Your data strategy needs to go beyond just having a lot of data. The most successful AI companies we’re seeing are building moats through:

  • Unique data sources (e.g., wet lab data in life sciences)
  • Superior data curation and annotation
  • Narrow vertical focus leading to higher quality data
  • Network effects that improve with scale

2. The Distribution Play

Don’t try to go head-to-head with incumbents just because you have AI. They have distribution and mountains of data. Instead:

  • Find greenfield opportunities where AI enables previously impossible solutions
  • Build new workflows rather than just AI-enabling existing ones
  • Target departments or functions where bottom-up adoption can flourish

3. The ROI Story

The winners in AI will be able to articulate crystal clear ROI. Take FeatureByte – they can tell prospects: “This process normally takes 6 months and $2M per dataset. We can do it in X time for Y cost.” That’s the level of clarity you need.

Go-to-Market Strategies That Actually Work

The PLG Motion in AI

Product-led growth isn’t dead in AI – it’s evolving.

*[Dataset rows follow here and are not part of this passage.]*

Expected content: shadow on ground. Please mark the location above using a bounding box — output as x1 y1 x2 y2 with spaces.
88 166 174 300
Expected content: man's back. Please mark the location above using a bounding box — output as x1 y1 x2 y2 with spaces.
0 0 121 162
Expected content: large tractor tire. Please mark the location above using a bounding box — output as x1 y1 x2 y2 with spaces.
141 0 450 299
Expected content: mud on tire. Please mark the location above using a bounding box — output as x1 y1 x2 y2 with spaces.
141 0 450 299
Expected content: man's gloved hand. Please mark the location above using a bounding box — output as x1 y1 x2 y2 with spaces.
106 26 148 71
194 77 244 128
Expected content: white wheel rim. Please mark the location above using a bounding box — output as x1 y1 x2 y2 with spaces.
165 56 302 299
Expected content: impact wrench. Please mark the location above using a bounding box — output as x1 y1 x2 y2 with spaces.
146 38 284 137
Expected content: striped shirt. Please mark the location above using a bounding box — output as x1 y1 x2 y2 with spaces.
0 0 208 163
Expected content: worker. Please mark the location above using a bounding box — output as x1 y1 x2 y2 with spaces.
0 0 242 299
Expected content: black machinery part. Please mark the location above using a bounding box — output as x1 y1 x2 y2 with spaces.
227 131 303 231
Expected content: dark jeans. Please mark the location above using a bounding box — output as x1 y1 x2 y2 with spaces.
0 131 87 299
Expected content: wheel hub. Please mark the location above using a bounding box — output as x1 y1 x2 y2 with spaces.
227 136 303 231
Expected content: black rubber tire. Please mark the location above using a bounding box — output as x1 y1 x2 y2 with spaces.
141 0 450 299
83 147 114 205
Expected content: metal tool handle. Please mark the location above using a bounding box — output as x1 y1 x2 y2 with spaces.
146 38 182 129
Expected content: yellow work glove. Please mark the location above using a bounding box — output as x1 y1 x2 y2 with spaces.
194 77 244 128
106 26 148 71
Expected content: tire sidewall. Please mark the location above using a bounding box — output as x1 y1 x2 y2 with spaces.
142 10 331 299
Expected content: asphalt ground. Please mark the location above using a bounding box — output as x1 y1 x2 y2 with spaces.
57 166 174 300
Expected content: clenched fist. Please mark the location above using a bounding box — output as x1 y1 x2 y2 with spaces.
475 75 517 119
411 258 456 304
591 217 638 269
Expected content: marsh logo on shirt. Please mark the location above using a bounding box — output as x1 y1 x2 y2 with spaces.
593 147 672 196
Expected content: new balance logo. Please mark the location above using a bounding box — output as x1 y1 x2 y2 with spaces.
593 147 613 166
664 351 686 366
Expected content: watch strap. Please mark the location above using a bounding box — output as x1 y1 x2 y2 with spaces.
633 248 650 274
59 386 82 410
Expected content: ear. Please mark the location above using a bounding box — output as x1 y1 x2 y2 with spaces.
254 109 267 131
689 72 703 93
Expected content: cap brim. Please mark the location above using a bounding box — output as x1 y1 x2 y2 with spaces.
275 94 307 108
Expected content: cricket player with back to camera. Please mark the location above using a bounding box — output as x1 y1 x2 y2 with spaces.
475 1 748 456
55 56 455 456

The most successful motions we’re seeing:

  • Target individual practitioners first (e.g., developers, data scientists)
  • Focus on immediate productivity gains
  • Make onboarding frictionless
  • Build viral loops into core product use

The Vertical Approach

Specialization is winning, especially above the infrastructure layer. Companies like Laiva have become the go-to platform in life sciences by:

  • Deeply understanding vertical-specific workflows
  • Building purpose-built AI for industry use cases
  • Creating two-sided marketplace effects
  • Driving high annual retention through workflow lock-in

What VCs Are Really Looking For

The MVP Question

The definition of MVP in AI is situational. You need to understand:

  • Required accuracy levels for your use case
  • Acceptable error rates
  • Time to value
  • Implementation complexity

The Platform Vision

While you need to start focused, VCs want to see:

  • Clear expansion paths
  • Network effect potential
  • Data accumulation advantages
  • Logical adjacent markets

The New Metrics That Matter

Traditional SaaS metrics matter, but AI companies need to show:

  1. Data advantage metrics
    • Unique data points
    • Annotation quality
    • Model improvement rates
  2. Usage depth metrics
    • Time saved
    • Error reduction
    • Process automation rates
  3. Economic metrics
    • Cost per inference
    • Margin expansion with scale
    • Data acquisition costs

Key Takeaways for Founders

  1. Don’t build infrastructure unless you have a truly novel approach. The market is saturated.
  2. Focus on specific problems rather than general-purpose AI. The more focused, the better.
  3. Build for production, not demos. 2024 is about getting real deployments.
  4. Think about governance early. Enterprises need it to scale AI.
  5. Create clear ROI stories backed by data. The days of selling AI on potential are ending.

The next great AI companies won’t win just because they use AI. They’ll win because they solve real problems in ways that weren’t possible before, with clear ROI and defendable advantages. Focus there, and you’ll have a much better shot at both customer adoption and VC dollars.